A space view of western Europe in 1984 versus 2020 with drier landscapes in the latter
Western Europe in 1984 (left) versus 2020 (right)

Google Earth is a service that doesn't get talked about as often as some of Google's other offerings, but every now and then, the company still comes up with something new to add to it. Today, that something is Timelapse, a new feature that allows users to travel back in time to see how Earth has changed over the past 37 years.

The feature combines 24 million satellite photos covering the entire planet, so users can select any point on the globe and see its evolution over time. Timelapses of select locations around the world have also been made available in short video form, so you can download them for your own projects or watch them on YouTube.

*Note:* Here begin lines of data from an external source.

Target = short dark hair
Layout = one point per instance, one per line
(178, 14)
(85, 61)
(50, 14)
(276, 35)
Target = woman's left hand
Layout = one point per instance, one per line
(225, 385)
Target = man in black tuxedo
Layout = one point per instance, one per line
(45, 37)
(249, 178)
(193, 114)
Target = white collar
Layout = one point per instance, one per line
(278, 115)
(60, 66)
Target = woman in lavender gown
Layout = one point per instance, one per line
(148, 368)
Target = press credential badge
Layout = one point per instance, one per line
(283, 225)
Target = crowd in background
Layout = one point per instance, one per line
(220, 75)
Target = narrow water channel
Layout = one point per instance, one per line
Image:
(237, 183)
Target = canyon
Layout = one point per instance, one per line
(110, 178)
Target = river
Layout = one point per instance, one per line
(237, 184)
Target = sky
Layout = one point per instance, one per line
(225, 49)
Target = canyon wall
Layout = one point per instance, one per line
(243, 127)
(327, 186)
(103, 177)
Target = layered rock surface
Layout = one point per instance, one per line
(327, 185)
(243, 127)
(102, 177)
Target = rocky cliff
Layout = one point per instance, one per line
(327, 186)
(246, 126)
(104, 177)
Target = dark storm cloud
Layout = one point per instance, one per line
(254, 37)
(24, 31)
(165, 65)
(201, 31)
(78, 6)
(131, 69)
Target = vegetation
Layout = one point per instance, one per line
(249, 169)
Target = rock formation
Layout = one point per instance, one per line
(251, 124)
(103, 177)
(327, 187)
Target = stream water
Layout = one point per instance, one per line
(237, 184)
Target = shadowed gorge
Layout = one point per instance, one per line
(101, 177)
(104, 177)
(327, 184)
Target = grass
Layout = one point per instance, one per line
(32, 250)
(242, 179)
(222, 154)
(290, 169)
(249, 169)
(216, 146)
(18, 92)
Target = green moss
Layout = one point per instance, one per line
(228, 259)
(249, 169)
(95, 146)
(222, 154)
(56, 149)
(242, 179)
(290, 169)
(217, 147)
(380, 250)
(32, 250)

In addition to that, Google has prepared some guided tours, telling stories about the reasons for how the landscape changed, such as how forests have slowly made way for towns and cities, or how ice has melted in regions like the Columbia Glacier in Alaska. There are five stories to choose from, focusing on forests, energy, global warming, urban expansion, and natural beauty. Google partnered with the CREATE Lab at Carnegie Melon University to understand the reasons behind the changes in the landscape and tell these stories.

Creating Timelapse in earth took some pretty heavy lifting on Google's part. The satellite imagery used amounted 20 petabytes, which took over two million hours of processing time across thousands of machines. The final result is a 4.4TB video mosaic that covers the entire planet. Google has also committed to keep updating Timelapse with imagery for the next 10 years.

Should you be interested in trying out Timeline in Google Earth, you can check it out here. If you'd like to see how things have changed on a street level, Google also lets you view pictures from the past in Street View, though those don't go as far back.